Since my mom died last year, she’s struggled with anxiety…the kind of anxiety that sneaks up unexpectedly in the form of stomach aches.
These stomach aches wouldn’t be such a big deal if they didn’t lead to thoughts of panicking at school…crying in front of all her peers…and humiliating herself.
It’s become a big problem, because now she’s afraid to go to school.
One night, while we were talking about this issue, I asked her, “What’s your anxiety’s name?”
She looked at me puzzled for a moment and then replied, “Fred”.
I said, “Ok. The next time Fred starts acting up and filling your mind with scary ideas, look him dead in the eye and say, ‘Shut the fuck up, Fred’.”
The thought of cursing at her anxiety (and having parental permission to do so) made her giggle uncontrollably. Then, she got serious again.
“What if Fred doesn’t listen to me?”, she asked.
“Well, sometimes anxiety can be stubborn, so you might have to show Fred who’s boss”, I said. “If he keeps causing problems, you might have to fish slap him.”
She smirked and asked, “What’s a fish slap?”
That sent her into a full-fledged belly laugh!
Giving her anxiety a name, telling it off, and imagining herself fish slapping the hell out of it added levity and humor to an otherwise scary, uncomfortable feeling.
Now, anytime she’s feeling anxious, she’ll quietly say to herself, “Shut the fuck up, Fred”, and then she’s okay.
Looking at her anxiety in a new way has helped her control it, and she’s able to go to school feeling confident that she won’t break down in front of her friends.
If you’re struggling with unpleasant emotions, try taking this approach:
- Give the feeling a human name.
- Give the feeling a character. Think of it as a person.
- Have a conversation with the feeling. Tell it what you want it to do.
Maybe fish slapping your anxiety, depression, or fear isn’t your style. That’s cool.
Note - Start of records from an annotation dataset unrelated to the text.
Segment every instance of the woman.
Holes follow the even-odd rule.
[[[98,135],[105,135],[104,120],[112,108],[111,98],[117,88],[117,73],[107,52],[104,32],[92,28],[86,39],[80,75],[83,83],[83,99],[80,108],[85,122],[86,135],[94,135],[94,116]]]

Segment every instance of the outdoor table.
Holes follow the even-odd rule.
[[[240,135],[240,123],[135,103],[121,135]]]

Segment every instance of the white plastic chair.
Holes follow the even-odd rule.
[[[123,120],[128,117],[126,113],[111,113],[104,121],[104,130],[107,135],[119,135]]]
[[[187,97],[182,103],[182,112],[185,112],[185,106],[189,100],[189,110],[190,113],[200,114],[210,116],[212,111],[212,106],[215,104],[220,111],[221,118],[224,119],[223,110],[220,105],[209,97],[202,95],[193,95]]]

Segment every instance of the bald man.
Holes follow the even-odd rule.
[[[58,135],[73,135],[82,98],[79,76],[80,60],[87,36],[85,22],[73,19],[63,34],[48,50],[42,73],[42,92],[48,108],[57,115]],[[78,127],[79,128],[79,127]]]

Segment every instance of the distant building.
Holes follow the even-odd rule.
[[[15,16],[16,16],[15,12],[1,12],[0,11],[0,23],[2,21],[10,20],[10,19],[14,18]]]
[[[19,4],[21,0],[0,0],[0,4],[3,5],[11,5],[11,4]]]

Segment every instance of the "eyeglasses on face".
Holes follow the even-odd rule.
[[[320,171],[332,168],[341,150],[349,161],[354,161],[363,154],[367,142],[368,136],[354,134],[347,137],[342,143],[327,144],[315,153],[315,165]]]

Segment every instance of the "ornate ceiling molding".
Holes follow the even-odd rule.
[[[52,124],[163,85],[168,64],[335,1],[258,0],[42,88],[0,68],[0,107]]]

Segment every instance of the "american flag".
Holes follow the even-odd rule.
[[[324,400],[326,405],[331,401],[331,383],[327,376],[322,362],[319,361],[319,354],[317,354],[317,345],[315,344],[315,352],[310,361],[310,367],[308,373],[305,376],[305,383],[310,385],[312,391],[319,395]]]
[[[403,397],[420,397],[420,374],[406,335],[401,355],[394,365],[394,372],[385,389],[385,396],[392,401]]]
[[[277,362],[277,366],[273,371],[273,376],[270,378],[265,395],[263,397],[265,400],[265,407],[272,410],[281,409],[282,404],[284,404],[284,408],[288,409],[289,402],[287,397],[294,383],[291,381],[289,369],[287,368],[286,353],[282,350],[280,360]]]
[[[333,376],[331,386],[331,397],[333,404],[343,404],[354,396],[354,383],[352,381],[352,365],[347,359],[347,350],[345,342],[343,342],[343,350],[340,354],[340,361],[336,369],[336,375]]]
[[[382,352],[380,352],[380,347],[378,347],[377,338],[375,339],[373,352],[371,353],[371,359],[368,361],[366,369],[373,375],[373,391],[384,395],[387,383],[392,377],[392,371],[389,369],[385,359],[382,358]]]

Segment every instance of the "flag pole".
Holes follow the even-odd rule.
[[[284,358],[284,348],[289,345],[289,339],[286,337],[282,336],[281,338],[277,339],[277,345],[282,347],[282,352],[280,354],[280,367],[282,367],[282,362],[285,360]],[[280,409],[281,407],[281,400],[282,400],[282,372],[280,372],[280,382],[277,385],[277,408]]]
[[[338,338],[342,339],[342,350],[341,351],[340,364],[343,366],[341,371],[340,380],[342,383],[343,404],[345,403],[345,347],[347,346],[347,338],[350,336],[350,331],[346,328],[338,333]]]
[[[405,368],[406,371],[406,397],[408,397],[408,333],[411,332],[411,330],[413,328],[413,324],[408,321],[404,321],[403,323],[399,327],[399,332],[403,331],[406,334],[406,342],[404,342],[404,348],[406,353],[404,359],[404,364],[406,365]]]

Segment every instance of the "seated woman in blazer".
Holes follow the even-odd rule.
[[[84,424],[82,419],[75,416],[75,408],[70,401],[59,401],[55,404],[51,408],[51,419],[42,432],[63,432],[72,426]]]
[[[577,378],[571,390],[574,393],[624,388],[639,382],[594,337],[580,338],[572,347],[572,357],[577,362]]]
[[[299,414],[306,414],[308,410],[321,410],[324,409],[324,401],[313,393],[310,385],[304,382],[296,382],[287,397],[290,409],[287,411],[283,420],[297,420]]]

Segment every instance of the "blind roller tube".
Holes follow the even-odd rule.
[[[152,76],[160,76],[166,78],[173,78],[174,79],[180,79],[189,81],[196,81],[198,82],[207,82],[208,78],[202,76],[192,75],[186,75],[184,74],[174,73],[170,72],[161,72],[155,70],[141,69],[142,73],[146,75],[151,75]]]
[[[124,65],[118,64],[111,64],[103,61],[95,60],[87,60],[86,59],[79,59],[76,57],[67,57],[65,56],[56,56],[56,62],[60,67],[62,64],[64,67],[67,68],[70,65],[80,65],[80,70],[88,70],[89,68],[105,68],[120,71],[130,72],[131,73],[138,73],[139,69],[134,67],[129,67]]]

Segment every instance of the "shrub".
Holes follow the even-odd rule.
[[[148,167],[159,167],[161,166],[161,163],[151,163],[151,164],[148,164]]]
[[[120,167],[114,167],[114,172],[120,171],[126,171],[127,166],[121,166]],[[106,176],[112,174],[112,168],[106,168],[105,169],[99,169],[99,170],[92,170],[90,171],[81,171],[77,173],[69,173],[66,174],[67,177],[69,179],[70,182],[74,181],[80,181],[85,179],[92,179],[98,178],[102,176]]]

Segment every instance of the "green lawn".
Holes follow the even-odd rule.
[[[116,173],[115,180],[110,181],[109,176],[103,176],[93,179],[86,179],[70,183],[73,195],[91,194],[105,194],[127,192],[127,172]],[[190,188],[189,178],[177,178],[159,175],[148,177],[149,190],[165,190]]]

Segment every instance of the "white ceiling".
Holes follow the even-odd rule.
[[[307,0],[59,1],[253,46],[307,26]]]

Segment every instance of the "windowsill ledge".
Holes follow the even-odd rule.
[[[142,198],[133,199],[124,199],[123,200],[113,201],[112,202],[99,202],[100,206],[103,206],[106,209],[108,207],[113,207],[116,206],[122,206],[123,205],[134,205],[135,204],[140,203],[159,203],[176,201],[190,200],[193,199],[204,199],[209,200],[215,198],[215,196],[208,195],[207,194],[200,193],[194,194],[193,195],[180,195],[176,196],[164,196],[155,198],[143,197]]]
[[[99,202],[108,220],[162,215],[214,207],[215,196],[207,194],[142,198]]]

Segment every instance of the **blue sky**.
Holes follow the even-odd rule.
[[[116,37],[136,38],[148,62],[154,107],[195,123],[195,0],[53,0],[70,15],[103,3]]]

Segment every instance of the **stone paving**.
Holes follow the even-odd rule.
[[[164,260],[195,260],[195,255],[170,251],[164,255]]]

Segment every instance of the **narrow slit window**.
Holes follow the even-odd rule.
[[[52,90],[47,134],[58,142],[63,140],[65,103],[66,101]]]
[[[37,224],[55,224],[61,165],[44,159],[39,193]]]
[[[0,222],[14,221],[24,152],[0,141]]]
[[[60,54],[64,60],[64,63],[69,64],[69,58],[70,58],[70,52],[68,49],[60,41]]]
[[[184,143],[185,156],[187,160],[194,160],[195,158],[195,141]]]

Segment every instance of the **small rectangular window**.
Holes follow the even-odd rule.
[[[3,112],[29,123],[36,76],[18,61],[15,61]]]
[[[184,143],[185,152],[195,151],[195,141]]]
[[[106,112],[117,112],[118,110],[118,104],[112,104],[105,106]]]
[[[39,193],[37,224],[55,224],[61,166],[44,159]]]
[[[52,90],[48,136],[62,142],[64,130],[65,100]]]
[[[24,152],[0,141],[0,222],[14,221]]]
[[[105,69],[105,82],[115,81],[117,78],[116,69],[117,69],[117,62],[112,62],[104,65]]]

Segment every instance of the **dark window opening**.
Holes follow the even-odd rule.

Talk to your emotions in a way that feels good to you.
Maybe you prefer to take a gentle, loving approach by saying, “Hey Karen, it doesn’t really feel good to me when you constantly worry about what could go wrong instead of what could go right. Could you do me a favor and try to focus on the positive more? That would be swell.”
Or maybe negotiation feels best to you. In that case, you might say, “I’ll tell you what, Ralph, I’ll give you an hour to do your thing and be all depressed, but then we’re going to shift gears and be grateful for what’s going well. Deal?”
But if your emotions are throwing a fit like a toddler at the grocery store, you might have to whip out the big guns. Show em’ who’s boss. Give em’ a fish slap, an eye gouge, or a noogie.
When you add humor to negative emotions, they aren’t so negative anymore.
Laughter and comic relief are antidotes for pain and suffering.
Give it a try and let me know how it works for you.